Though it's pretty minor, it is a little involved. Might be worth making a coffee.
Here's the old copy:
http://aidanhogan.com/docs/blank_nodes_jws-old.pdf
On the right hand column in page 8, it describes how SPARQL SELECT queries can be used to discover if an RDF-graph is non-lean or not. The idea is to create a SPARQL query representing the graph itself (converting the blank nodes in the graph to distinguished variables and making it into a BGP), and run it against the graph itself. There is an example provided in the paper above.

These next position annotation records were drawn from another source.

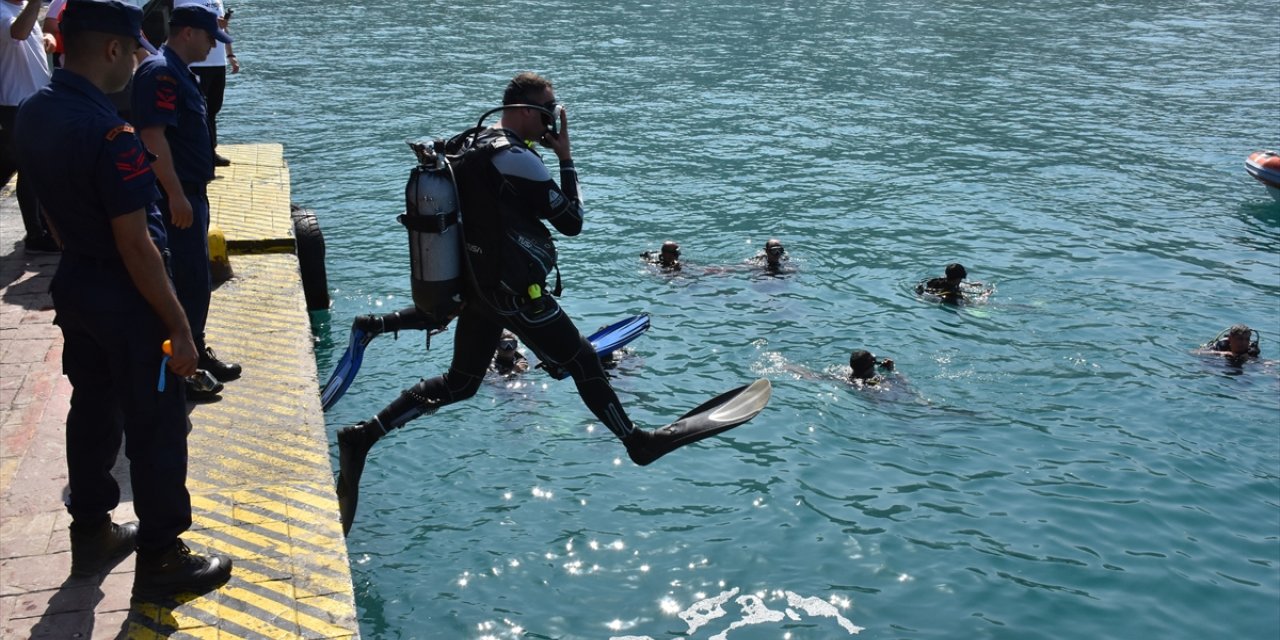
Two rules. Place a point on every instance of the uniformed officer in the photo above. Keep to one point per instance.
(115, 307)
(169, 113)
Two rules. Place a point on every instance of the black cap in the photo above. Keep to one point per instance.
(199, 17)
(104, 17)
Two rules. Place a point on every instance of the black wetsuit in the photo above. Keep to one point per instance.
(506, 196)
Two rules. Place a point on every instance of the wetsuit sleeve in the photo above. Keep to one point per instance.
(126, 181)
(155, 96)
(528, 177)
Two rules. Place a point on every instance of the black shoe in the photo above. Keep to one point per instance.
(101, 547)
(353, 444)
(202, 387)
(223, 371)
(177, 571)
(41, 245)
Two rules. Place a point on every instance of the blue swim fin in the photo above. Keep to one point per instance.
(714, 416)
(607, 341)
(347, 368)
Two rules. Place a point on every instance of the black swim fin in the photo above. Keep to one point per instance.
(353, 444)
(714, 416)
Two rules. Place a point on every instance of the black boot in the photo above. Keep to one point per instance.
(353, 444)
(100, 547)
(202, 387)
(177, 571)
(223, 371)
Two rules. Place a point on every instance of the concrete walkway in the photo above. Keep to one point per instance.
(260, 476)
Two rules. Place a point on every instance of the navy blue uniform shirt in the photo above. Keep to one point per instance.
(167, 92)
(86, 163)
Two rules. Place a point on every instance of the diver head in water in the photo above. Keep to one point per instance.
(507, 357)
(667, 257)
(863, 365)
(949, 287)
(1238, 339)
(773, 254)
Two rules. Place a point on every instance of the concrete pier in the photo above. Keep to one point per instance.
(260, 476)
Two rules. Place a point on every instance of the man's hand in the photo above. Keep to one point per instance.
(184, 357)
(558, 142)
(179, 211)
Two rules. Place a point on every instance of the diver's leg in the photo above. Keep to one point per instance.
(475, 337)
(552, 334)
(405, 319)
(549, 332)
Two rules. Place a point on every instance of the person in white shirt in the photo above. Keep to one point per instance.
(23, 71)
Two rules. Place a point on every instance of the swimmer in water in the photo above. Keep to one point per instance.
(667, 257)
(949, 288)
(507, 360)
(1238, 343)
(773, 257)
(863, 364)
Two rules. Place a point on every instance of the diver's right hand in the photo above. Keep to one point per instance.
(184, 359)
(558, 142)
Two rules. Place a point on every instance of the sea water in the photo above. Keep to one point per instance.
(1055, 464)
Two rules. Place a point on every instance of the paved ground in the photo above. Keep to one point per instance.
(260, 476)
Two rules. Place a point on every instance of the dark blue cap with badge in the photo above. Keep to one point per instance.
(104, 17)
(199, 17)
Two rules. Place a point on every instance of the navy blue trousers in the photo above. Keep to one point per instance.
(190, 257)
(112, 356)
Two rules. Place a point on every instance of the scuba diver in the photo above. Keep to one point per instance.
(489, 273)
(667, 257)
(1237, 342)
(775, 254)
(947, 288)
(508, 360)
(863, 364)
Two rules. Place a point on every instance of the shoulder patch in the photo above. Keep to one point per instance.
(123, 128)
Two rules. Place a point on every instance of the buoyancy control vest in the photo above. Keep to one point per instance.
(433, 216)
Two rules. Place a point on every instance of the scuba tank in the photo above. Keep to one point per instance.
(433, 219)
(433, 216)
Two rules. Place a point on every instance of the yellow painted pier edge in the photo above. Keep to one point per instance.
(259, 471)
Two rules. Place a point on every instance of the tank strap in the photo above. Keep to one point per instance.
(428, 223)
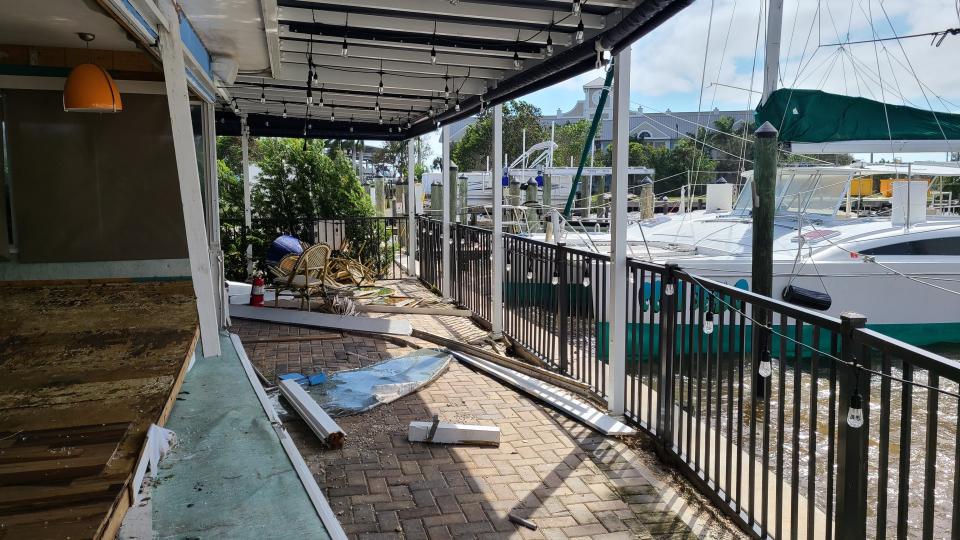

Funnily enough, the problematic part starts with the word "Trivially", which I'm starting to understand is sort of a danger word in CS papers, even in my own writing. The old text says:
"Trivially, if a query variable is bound to a term in G other than the blank node for which it was originally created by ?, then that term is a witness for the non-leanness of the blank node and thus G is non-lean. Since blank nodes may be arbitrarily relabelled during SPARQL query evaluation, checking that the surrogate variable corresponds with its original blank node may be impossible. However, since a surrogate variable will always bind its original blank node, to check whether or not G is non-lean, one can check the solutions to see if there is any surrogate variable bound to more than one unique term."
There is an example given for which the idea works, but in general, the above method will sometimes label lean graphs as non-lean ...
... graphs like the following ...
_:a p _:b .
_:b p _:a .
We create a SPARQL query from this:
SELECT * WHERE {
?a p ?b .
?b p ?a
}
(And we remember the mapping _:a -> ?a, ?b -> ?b and its inverse.)
We run the SPARQL query against the graph itself:
=============
== ?a | ?b ==
=============
| _:x | _:y |
| _:y | _:x |
=============
Here the SPARQL engine relabelled the results in the answer, as it is entitled to do (however, the blank nodes are scoped to the entire result set, so the _:x in the first solution must correspond with that of the second solution).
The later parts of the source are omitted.